A Roadside Stand by Robert Frost

 

A Roadside Stand by Robert Frost

Q1. The city folk who drove through the countryside hardly paid any heed to the roadside stand or to the people who ran it. If at all they did, it was to complain. Which lines bring this out? What was their complaint about?

Answer: The lines that bring out the irritation of the passers-by are:

Or if ever aside a moment, the out of sorts

At having the landscape marred….

They complained that the disfigured paint of the stall spoilt the beauty of the landscape, the signposts pointed the wrong way and the stalls were not maintained.

Q2. What was the plea of the folk who had put up the roadside stand?

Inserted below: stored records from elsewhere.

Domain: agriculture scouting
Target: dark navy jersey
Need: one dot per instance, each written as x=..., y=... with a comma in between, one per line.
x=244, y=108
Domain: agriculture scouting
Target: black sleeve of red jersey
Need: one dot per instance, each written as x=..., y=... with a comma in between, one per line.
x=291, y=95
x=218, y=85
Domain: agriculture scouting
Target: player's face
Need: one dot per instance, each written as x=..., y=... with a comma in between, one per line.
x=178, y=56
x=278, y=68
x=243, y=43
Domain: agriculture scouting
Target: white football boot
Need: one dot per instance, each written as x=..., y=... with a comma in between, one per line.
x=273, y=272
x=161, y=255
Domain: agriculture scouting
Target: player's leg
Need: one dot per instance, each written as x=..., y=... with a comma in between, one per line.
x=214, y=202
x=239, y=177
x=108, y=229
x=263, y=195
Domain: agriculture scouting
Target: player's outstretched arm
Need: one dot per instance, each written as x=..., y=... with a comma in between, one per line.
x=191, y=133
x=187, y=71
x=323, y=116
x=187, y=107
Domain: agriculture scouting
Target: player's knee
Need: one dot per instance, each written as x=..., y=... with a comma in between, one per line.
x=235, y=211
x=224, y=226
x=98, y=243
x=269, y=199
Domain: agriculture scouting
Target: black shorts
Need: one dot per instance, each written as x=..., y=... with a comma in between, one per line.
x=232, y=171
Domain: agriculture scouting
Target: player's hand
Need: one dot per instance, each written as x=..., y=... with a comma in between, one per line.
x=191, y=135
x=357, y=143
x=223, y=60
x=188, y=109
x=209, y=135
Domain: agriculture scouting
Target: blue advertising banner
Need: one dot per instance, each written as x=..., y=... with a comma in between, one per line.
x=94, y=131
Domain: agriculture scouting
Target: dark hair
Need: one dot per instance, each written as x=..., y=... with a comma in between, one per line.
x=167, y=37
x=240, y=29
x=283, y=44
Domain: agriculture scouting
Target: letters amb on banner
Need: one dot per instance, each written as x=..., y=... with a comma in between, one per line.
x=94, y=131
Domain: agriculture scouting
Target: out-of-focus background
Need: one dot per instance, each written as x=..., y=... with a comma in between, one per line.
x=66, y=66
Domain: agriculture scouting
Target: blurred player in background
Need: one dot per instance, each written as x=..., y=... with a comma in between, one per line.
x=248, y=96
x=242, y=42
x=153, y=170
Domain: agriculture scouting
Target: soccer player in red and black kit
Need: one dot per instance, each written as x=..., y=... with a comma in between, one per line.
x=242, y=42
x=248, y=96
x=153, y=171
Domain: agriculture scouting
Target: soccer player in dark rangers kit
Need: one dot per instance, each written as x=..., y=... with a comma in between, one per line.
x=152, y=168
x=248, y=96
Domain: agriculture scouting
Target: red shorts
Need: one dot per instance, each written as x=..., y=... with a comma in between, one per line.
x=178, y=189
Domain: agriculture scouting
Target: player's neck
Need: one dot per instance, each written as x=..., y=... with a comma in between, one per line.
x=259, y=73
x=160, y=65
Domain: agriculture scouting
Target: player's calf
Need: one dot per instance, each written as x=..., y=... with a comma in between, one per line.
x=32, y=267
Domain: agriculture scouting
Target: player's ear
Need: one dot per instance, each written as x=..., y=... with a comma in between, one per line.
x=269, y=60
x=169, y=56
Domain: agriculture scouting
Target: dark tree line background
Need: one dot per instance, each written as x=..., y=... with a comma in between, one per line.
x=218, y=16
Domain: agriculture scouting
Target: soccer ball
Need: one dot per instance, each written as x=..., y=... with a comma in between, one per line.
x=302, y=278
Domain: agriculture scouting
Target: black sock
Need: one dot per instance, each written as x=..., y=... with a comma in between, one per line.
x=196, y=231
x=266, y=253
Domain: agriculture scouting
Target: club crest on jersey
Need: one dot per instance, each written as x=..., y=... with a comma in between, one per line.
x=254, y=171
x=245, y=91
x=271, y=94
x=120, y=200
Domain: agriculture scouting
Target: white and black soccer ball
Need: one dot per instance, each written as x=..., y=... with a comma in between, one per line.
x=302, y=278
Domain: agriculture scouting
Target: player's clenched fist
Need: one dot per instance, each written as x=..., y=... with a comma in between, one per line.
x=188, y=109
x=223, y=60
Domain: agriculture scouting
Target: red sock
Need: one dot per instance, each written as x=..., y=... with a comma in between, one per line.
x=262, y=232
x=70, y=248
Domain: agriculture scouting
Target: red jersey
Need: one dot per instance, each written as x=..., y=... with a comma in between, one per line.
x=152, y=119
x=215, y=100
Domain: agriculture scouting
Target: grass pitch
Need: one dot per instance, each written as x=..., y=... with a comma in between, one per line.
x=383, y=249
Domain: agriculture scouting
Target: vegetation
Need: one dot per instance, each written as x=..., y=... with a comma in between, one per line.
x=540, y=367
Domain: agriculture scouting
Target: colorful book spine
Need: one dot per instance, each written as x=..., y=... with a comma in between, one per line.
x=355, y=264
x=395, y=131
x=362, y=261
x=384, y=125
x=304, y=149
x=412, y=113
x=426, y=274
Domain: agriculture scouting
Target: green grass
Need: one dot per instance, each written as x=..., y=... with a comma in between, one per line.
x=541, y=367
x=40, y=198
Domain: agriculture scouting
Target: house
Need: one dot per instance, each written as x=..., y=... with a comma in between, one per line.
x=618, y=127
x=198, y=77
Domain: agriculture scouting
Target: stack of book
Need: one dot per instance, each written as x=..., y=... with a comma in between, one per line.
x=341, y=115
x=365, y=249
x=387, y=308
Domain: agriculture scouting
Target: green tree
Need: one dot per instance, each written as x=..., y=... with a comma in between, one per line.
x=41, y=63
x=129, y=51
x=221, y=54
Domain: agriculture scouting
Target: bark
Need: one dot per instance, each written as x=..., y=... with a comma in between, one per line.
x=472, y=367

Answer: The people of the roadside stand sat in prayer that some city traffic should stop by and buy their wares so that they could make some money to improve their life beyond mere survival.

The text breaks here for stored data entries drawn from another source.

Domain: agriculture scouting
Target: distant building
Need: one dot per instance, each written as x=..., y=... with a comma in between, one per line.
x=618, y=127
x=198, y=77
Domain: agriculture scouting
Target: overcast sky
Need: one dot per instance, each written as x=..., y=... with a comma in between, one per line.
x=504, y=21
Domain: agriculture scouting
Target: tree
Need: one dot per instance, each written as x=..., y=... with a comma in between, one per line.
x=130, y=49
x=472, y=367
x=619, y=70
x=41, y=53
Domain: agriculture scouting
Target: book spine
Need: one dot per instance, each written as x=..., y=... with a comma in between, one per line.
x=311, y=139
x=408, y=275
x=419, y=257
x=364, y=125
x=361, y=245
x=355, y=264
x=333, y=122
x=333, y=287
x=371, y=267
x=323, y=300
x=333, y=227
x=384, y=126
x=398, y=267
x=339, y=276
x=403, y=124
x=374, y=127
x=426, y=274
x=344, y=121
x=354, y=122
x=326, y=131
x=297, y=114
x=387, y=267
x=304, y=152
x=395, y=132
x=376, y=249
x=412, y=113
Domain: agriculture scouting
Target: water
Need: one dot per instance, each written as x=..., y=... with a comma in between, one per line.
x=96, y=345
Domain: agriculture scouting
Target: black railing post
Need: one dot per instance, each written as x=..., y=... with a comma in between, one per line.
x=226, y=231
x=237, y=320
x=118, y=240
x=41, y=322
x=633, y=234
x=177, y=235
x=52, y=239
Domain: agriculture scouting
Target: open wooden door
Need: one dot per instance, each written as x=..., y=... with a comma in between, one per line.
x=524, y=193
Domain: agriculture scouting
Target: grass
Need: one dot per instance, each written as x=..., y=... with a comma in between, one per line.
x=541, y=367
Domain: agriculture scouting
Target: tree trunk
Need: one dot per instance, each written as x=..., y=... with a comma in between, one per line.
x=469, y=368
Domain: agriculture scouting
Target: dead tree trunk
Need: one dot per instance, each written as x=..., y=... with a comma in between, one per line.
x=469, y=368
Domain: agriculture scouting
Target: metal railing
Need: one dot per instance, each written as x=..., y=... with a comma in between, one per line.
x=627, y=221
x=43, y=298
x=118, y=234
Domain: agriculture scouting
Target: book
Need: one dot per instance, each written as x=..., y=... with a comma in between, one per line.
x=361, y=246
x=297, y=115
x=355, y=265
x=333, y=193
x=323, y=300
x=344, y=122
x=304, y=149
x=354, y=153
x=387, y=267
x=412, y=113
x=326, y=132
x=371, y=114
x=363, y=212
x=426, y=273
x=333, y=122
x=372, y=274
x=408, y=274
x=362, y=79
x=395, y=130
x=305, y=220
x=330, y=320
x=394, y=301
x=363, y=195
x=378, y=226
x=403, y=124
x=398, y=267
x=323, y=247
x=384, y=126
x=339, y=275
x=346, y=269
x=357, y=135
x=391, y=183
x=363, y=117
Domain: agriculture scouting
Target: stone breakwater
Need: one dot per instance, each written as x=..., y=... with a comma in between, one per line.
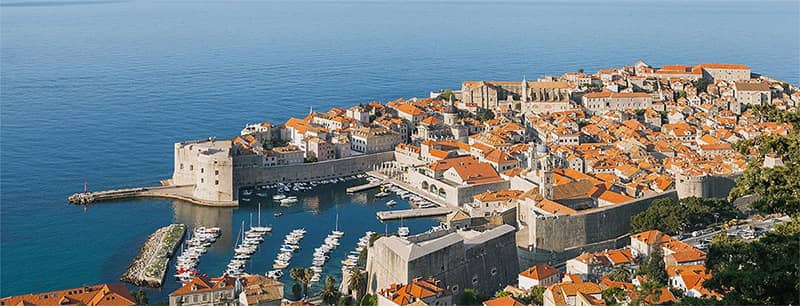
x=149, y=267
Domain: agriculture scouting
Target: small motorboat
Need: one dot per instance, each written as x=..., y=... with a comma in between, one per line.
x=403, y=231
x=289, y=200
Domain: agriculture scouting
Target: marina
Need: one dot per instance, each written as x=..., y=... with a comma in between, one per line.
x=191, y=250
x=406, y=214
x=150, y=266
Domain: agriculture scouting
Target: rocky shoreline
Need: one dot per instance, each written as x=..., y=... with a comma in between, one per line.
x=150, y=265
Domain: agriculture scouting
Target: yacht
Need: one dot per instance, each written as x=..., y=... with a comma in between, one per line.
x=289, y=200
x=403, y=231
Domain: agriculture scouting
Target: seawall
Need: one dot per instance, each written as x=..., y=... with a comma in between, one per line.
x=150, y=265
x=247, y=176
x=557, y=238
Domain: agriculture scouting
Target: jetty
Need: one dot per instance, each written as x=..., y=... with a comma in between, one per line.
x=367, y=186
x=413, y=213
x=150, y=266
x=176, y=192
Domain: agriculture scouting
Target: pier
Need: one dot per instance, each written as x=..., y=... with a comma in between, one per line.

Q3. The government and other social service agencies appear to help the poor rural people, but actually do them no good. Pick out the words and phrases the poet uses to show their double standards.

Answer: The poet uses the word ‘greedy good-doers, beneficent beasts of prey’ and ‘enforcing benefits that are calculated’.

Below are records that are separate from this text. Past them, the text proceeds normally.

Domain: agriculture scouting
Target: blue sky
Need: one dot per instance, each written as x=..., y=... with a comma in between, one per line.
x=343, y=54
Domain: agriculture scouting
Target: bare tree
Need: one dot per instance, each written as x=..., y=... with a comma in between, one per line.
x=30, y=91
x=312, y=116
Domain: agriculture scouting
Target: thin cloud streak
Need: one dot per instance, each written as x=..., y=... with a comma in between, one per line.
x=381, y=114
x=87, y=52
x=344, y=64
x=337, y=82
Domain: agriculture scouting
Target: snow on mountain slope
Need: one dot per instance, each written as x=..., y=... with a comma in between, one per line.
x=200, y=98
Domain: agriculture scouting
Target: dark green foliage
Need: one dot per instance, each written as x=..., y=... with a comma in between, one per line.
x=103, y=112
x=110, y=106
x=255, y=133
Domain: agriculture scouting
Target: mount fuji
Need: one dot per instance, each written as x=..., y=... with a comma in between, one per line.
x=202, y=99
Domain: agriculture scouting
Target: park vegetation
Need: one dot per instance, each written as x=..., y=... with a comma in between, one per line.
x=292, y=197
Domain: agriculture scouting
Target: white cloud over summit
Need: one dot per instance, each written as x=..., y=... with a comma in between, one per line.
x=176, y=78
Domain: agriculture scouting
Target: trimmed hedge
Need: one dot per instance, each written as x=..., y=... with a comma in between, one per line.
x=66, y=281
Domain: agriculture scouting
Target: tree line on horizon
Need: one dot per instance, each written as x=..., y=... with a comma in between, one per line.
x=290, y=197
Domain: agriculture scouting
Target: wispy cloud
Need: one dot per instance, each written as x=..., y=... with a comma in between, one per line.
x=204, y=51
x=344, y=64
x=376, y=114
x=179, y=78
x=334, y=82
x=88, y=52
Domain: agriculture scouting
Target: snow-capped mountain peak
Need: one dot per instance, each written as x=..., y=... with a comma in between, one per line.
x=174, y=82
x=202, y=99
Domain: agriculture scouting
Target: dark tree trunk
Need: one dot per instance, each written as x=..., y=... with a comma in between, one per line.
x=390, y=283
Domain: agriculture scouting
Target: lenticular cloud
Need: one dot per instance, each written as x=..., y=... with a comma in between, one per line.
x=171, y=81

Q4. What is the ‘childish longing’ that the poet refers to? Why is it in vain?

Answer: The poet refers to the tireless longing of the stall owners for some car to stop by and give them an opportunity to make some money. But they wait in vain because the cars just pass by without thinking of the hope and longing of the sad faces peeping from the windows. If at all they stop, it is to ask the way or to take turn.

Q5. Which lines tell us about the insufferable pain that the poet feels at the thought of the plight of the rural people?

Answer: The lines that express the poet’s insufferable pain are:

I wonder how I should like you to come to me

And offer to put me gently out of my pain.